I have a lot of food anxieties. In my youth, I was very picky, had a lot of foods I really didn’t like, and sadly a huge appetite. I would often find myself in awkward social situations where assumptions would be made, like every kid loves peanut butter and jelly or scrambled eggs or macaroni and cheese, and I’d be screwed.
I remember so many sleepovers or afternoons being stuck with unsympathetic friends and their parents, or in restaurants that didn’t get the idea of a completely fried egg or no gravy. It was one thing to eat at my house, where my finicky eating was understood, although always condescended to with a comment of “you don’t know what you’re missing.”
We were encouraged at an early age to learn to cook. I was quite proficient at making the light fare that I wanted and that more importantly met my palate’s criteria. I was able to fry an egg to my own liking easily enough, make awesome french toast as well as probably the world’s best chocolate chip pancakes.
But outside the home, the world scowled at my requests to hold the raw tomatoes I found so loathsome from sandwiches, not to mention the cheese or mayonnaise. I remember the first time I went to Subway and ordered just turkey and lettuce on wheat. The guy looked at me like I was crazy, but frankly I didn’t even want the lettuce.
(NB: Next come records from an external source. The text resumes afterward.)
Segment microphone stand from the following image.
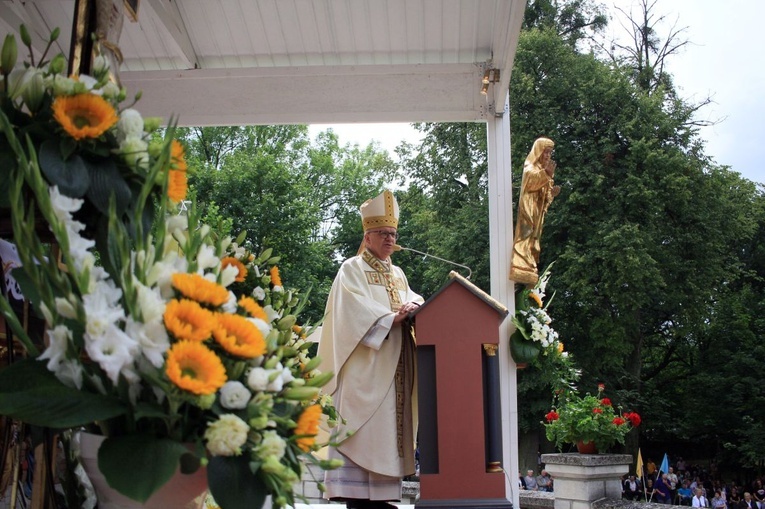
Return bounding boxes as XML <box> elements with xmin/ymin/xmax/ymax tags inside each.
<box><xmin>395</xmin><ymin>245</ymin><xmax>473</xmax><ymax>280</ymax></box>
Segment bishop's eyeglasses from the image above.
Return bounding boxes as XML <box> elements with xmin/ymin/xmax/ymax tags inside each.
<box><xmin>369</xmin><ymin>230</ymin><xmax>399</xmax><ymax>240</ymax></box>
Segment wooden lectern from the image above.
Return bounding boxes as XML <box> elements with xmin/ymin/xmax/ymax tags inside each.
<box><xmin>411</xmin><ymin>271</ymin><xmax>511</xmax><ymax>508</ymax></box>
McDonalds was always tricky because all I really wanted was a giant mountain of fries. The fact that they put mustard or, god forbid, salad dressing on the burgers was total blasphemy. A plain burger with ketchup was all I needed, but seldom ever got made correctly.
College forced my hand a bit when it came to a few foods I’d previously avoided. The cafeteria plan I relied on provided such bland options that I had to reevaluate my fussiness just to find something that worked. I got over my aversion to gravy and macaroni and cheese. I resolved my issues with scrambled eggs, but not anything with a runny yolk.
As time went by, I found that certain things like mayonnaise and guacamole could be tolerated, even enjoyed if made properly. I came to love creamy salad dressings as well. I embraced cheese on sandwiches, but still no tomatoes.
My foray into the new and unfamiliar worked well with the advent of the Internet for searching out menus and intranet lists. Restaurants adopted the “have it your way” mentality, and were often more accommodating when it came to special requests. Dining out became friendlier.
Still, these adventures were not without peril. Getting accommodated in a large group, through a drive through, or with a waiter who doesn’t write your order down does not cast odds in your favor. I have developed a rule of threes when it comes to special requests. This means that the entire table can ask for only three special orders before you get into the red zone of certainty that most will not be made, if any.
It’s important to know who you’re dining with to ensure that if there’s more than one fussy eater, each person can get what they want, correctly prepared the first time, and not piss off the waiter. I always try to order first or last so my request stays fresh in the waiter’s mind. I usually engage the table before ordering to find out what everyone else is having to determine if I can make changes to the dish I want.
I try to avoid adding anything, if possible. Usually, I ask to remove elements like sour cream or the hated tomatoes, or switch fries to a salad. I typically won’t do this if I know there will be a lot of other modifications made from other people at the table. I made the mistake once,and the person next to me basically built an entire entree that didn’t even exist on the menu. To my surprise the entire thing came out right, but I think it was because the waitress wrote it down.
As I try new things, I find great pleasure in ordering things right off the menu as they were intended. It doesn’t happen often, but when it does, I feel far less anxiety and the days of just turkey and lettuce are long gone.